Hello,
I am trying to fetch promoter regions that don't overlap with cds. This is what my code looks like:
phy<-makeTxDbFromGRanges(phy) GR <- cds(phy,columns=c("GENEID","TXID","CDSNAME","CDSID")) indexFa(file.choose()) #select the fasta file fasta<-file.choose() phy.fasta<-FaFile(fasta, index=sprintf("%s.fai", fasta)) #selecting the promoter regions p<-promoters(phy,300,0,columns=c("GENEID","TXID","CDSNAME","CDSID")) names(p)<-paste(p$GENEID) #retrieving those sequences that don't fall into cds hits <- findOverlaps(p,GR) overlapl <- extractList(GR, as(hits, "List")) promoter_seqs<-psetdiff(p, overlapl) mcols(promoter_seqs)<-mcols(p) promoter_seqs<-unlist(promoter_seqs) #extracting sequences from the fasta file promoter_seqs_fa <- getSeq(phy.fasta,promoter_seqs)
Initially I used subsetByOverlaps:
promoter_seqs<-subsetByOverlaps(p,GR,minoverlap=284,invert = TRUE)

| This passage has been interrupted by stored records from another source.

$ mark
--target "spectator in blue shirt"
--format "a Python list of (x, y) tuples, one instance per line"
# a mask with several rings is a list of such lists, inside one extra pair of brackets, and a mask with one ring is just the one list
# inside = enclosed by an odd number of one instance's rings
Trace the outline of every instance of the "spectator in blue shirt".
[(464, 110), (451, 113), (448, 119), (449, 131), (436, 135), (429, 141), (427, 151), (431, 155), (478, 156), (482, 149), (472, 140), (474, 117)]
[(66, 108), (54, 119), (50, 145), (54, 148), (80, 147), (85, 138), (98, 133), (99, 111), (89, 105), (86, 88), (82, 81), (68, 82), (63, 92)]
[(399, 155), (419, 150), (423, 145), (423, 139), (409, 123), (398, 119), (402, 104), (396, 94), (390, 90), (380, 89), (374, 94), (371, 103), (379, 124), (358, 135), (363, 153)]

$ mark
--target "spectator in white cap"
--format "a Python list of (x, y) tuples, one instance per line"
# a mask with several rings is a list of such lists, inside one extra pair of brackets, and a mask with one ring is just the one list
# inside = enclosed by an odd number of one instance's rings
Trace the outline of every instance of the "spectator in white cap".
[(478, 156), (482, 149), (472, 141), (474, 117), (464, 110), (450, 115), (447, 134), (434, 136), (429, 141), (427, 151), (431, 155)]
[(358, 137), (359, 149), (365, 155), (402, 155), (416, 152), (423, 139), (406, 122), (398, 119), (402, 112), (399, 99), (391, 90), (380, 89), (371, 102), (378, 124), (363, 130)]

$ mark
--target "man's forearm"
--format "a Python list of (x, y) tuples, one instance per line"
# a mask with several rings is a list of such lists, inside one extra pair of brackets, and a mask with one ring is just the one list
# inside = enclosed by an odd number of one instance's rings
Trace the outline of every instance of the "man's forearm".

but than I wanted to keep the sequences with less than 300bp without having overlaps, so I find this way:
hits <- findOverlaps(p,GR) overlapl <- extractList(GR, as(hits, "List")) promoter_seqs<-psetdiff(p, overlapl) mcols(promoter_seqs)<-mcols(p) promoter_seqs<-unlist(promoter_seqs)
The problem is that after calling psetdiff() and unlist (), I am not able to retrieve any metadata column using mcols. I use the metadata columns to map each fragment with the correspondent gene.
Using:
mcols(promoter_seqs)<-mcols(p)
after unlisting doesn't work because promoter_seqs and p will have different lenghts.
Thanks to everyone who can help me.
The current behavior is intentional. There is not a 1-1 correspondence between the input and output ranges (which required the use of rep() here). Therefore it does not make sense in general to carry over the metadata.